LESSONS FROM AUTOMOTIVE
These explanations for inefficiency sound like those of automotive executives of 30 to 40 years ago. Yet today the car industry produces an exceptional variety of products in an ever more efficient way, with ever shorter delivery lead times and extremely high quality. Toyota assembles all the variants of more than one model on a single production line with a 97-99 percent run ratio (a kind of an OEE measurement), with virtually no buffer stocks, while achieving the best quality-performance in the industry, enabling them to offer five-year warranties in many markets.
It is reasonable to believe that Toyota would immediately address the poor OEE-levels of 10-60 percent in pharma. Just as automotive companies started to improve equipment effectiveness decades ago, pharmaceutical companies should now follow suit.
Toyota would not accept a product spending more than 30 days in a manufacturing facility. They aspire to get production down to pure processing time. Production would be controlled by pull to minimize work-in-process levels. Quality checks would be built into the process via error-proofing, and confirmation would be done in real time, leading to immediate release on receipt of any test needing incubation time.

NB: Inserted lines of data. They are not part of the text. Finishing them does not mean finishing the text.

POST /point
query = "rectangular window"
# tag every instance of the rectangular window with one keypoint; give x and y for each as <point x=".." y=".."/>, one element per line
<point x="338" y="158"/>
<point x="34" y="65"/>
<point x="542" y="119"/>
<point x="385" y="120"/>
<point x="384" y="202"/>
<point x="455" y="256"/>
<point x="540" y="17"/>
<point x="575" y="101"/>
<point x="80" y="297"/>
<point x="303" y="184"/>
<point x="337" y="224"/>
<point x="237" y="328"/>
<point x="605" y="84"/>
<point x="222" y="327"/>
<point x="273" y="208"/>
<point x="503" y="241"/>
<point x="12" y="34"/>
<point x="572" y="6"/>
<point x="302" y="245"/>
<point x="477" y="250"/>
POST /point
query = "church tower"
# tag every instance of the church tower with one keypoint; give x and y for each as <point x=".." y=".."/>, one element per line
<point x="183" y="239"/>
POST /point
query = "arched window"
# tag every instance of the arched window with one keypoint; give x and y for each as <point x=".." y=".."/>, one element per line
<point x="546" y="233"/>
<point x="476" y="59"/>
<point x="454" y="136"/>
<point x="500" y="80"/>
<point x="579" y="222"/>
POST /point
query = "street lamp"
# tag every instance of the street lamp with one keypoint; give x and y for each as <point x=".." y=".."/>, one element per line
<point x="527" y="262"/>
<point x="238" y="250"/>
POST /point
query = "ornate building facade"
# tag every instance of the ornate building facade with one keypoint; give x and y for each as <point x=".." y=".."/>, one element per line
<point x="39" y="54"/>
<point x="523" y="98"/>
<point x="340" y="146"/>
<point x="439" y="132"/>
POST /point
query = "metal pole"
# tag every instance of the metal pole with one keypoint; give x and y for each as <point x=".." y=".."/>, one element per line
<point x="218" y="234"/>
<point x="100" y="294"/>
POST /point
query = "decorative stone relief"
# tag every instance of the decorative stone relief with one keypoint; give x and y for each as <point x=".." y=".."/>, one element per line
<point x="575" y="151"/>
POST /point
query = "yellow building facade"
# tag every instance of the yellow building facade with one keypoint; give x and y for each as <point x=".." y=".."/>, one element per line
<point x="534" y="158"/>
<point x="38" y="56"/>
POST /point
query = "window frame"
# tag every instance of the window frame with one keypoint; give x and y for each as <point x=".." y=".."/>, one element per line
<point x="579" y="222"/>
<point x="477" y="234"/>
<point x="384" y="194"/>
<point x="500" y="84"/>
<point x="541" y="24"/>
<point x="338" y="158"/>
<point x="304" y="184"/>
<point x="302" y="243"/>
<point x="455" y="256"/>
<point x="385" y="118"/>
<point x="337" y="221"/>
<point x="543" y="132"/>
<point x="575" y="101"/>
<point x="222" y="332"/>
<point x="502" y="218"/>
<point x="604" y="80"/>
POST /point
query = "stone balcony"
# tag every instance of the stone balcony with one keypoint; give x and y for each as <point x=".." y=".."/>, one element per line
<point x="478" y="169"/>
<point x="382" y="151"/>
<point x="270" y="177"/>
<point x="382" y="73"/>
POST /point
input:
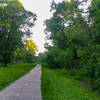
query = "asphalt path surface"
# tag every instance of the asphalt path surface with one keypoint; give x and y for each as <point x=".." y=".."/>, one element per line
<point x="26" y="88"/>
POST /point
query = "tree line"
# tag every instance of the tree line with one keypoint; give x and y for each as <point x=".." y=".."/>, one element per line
<point x="15" y="25"/>
<point x="75" y="35"/>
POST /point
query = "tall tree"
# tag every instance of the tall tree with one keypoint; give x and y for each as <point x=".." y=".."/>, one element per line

Finally, by no means would Toyota allow non-standardized work execution. Standardized work is the basis of performance and improvement. Every process — be it a quality test, a changeover or a line replenishment — would be torn down to its basic elements. These would be sequenced and put onto a timeline, and managers would meticulously verify adherence to standards.
When Mr. Toyoda, former president of Toyota Europe, grandson of the founder and now the head of Toyota, visited the assembly plant in France a couple of years ago, he complained that operators did not follow standardized work processes. Indeed, during the plant tour, he stopped on the line, opened the standardized work manual for the position, and verified second-by-second that the operator performed the job according to its specified elements.
In what other industry does the head of the corporation take the time to investigate how a process is executed on the factory floor? Or pause long enough to ask why an operator handled a bolt with his right hand instead of his left?
What nobody thought possible in the automotive industry 50 years ago came true as one leader emerged. Pharmaceutical executives should aspire to excel on cost, service and quality and move away from the current “either-or” mindset.
Those with the courage to look firsthand at their operations — and the imagination to find the solutions to remove waste and variability from the processes and production system as a whole — will become leaders in their industry.